As far as the [accusation of] silence is concerned, we know very well that any public protest against Nazism would have provoked a disaster. Not only against the Catholics but, especially, against the Jews. Cornwell claims that the only public protest of Pius XII was that of Christmas 1943, but he doesn't mention the Consistorial Address of June 2, 1943, when Pius XII strongly protested in favor of innocent persons being sent to their death. In this very speech, Pius XII explained that his protest could not be any stronger “because we must to be careful not to harm those who we want to save.”

Cornwell claims that Pius XII was convinced of a connection between the Jews and communism.

That's an old story. Pius XII is accused of being obsessed with communism and, as a consequence, he wasn't able to see the Nazi menace. The fact is that he was very conscious of the dangers of both communism and Nazism.
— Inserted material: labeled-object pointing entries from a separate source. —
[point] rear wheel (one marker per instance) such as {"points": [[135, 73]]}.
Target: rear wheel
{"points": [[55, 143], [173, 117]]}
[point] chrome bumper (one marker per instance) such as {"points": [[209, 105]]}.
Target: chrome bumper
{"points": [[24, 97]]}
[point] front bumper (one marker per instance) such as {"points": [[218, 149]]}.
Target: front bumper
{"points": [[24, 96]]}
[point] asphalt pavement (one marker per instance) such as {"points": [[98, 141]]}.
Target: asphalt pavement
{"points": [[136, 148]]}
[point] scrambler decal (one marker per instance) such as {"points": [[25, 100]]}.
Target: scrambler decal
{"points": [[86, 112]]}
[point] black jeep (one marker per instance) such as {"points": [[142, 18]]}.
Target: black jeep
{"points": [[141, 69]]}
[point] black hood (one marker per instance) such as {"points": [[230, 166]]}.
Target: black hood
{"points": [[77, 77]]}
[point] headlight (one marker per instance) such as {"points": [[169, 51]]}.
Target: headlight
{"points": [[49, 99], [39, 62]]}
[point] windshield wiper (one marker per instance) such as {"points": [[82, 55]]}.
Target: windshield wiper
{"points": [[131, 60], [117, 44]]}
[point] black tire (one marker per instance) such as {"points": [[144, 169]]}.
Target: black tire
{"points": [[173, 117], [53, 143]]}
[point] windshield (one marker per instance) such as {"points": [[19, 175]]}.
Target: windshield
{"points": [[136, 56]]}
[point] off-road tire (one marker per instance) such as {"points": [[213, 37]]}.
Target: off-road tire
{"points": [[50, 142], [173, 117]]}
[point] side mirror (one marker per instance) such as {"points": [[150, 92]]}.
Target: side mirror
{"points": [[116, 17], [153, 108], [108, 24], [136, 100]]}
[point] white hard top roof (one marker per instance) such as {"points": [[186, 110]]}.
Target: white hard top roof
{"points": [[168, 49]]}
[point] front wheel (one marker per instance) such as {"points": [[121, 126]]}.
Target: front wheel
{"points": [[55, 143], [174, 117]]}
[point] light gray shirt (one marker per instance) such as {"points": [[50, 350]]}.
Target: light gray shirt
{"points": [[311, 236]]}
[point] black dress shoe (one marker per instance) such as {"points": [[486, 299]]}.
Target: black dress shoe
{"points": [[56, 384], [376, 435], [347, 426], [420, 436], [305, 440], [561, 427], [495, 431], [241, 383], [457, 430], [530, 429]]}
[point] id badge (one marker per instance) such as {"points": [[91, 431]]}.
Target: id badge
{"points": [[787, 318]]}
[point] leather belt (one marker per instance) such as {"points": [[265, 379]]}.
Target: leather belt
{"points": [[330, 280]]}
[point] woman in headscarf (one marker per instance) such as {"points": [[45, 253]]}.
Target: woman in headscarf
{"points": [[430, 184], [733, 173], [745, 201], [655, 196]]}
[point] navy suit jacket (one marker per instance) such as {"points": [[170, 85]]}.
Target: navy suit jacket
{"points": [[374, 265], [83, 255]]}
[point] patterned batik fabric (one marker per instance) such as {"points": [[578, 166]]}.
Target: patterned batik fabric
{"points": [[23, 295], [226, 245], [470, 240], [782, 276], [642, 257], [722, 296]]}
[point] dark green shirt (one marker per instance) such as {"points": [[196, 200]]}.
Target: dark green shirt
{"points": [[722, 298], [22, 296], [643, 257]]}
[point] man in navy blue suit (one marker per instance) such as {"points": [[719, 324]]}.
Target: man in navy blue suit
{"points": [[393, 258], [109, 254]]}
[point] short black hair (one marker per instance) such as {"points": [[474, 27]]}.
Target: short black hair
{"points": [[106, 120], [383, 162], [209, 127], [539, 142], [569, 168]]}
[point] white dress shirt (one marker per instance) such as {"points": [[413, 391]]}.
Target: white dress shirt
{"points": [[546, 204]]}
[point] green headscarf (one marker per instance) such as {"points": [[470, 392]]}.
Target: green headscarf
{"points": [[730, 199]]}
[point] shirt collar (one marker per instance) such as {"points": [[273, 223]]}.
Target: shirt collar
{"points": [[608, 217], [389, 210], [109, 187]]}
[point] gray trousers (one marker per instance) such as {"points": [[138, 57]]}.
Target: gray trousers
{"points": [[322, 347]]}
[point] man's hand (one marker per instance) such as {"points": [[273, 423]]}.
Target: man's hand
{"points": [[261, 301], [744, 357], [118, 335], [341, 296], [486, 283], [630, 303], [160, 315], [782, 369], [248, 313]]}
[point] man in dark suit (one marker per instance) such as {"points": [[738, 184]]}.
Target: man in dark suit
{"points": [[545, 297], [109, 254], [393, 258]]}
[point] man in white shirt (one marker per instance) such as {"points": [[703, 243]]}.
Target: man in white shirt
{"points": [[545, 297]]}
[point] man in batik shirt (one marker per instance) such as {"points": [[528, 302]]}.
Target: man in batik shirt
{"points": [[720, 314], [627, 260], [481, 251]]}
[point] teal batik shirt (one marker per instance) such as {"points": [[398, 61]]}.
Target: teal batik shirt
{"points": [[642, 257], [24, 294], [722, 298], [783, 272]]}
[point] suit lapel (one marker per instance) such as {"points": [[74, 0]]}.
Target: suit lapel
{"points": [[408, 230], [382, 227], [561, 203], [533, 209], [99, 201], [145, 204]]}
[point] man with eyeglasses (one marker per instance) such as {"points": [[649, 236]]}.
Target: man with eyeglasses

Regarding the Bolsheviks, when American Catholics questioned economic assistance to the Soviet Union, Pius XII intervened by saying that the prohibitions he had mentioned in the encyclical against communism did not apply to those circumstances. Thus, he demonstrated that he wasn't motivated by political ideologies.

In reality, I think Cornwell's book doesn't just want to discredit Pius XII. It's actually more an attack on the Catholic conception of the papacy. In fact, in the book he protests against the way bishops are appointed by the pope. He criticizes the First Vatican Council's declaration of infallibility as well as the definition of Marian dogmas. According to Cornwell, all popes are dictators. In the last chapter he criticizes John Paul II because, in his opinion, he has governed the Church in an even more authoritative manner than Pius XII.

The Italian Paulist Press just announced the release of your own new book, Pius XII and the Second World War. Could you tell us a little about the contents?

Unlike Cornwell, I limit myself strictly to the documentation. It's a synthesis of the 12 volumes of documents published by the Vatican Press, where you can see what the Holy See did during the Second World War, day by day and hour by hour. Specifically, it demonstrates how Pius XII did everything possible to promote peace, first by trying to avoid the occupation of Poland, then by trying to keep Italy out of the war. Vatican diplomacy tried to convince Mussolini to abandon the Axis.

Regarding the Jews, the documentation clearly shows how Pius XII carefully considered what would be the best way to help them. He wanted to make a public declaration, but even the Red Cross dissuaded him, because a public statement was useless, especially against a regime like Hitler's and, in the end, it only would have caused more harm to those he wanted to save.

My book also shows how Pius XII was very worried about the situation of German Catholics. A declaration against Germany would have provoked a severing of ties with the Pope and would have played into the hands of Nazi propaganda, which portrayed Pius XII as an enemy of Germany.

Pius XII knew the nature of Nazism very well. The son of the French ambassador in Rome has said that, in a luncheon with the Pope, one of the guests remarked that perhaps it was better after all to have Hitler in power than the Prussians. Pius XII quickly interrupted and said: “You don't realize what you're saying.

The Prussian generals do have their defects, but the Nazis are diabolical.”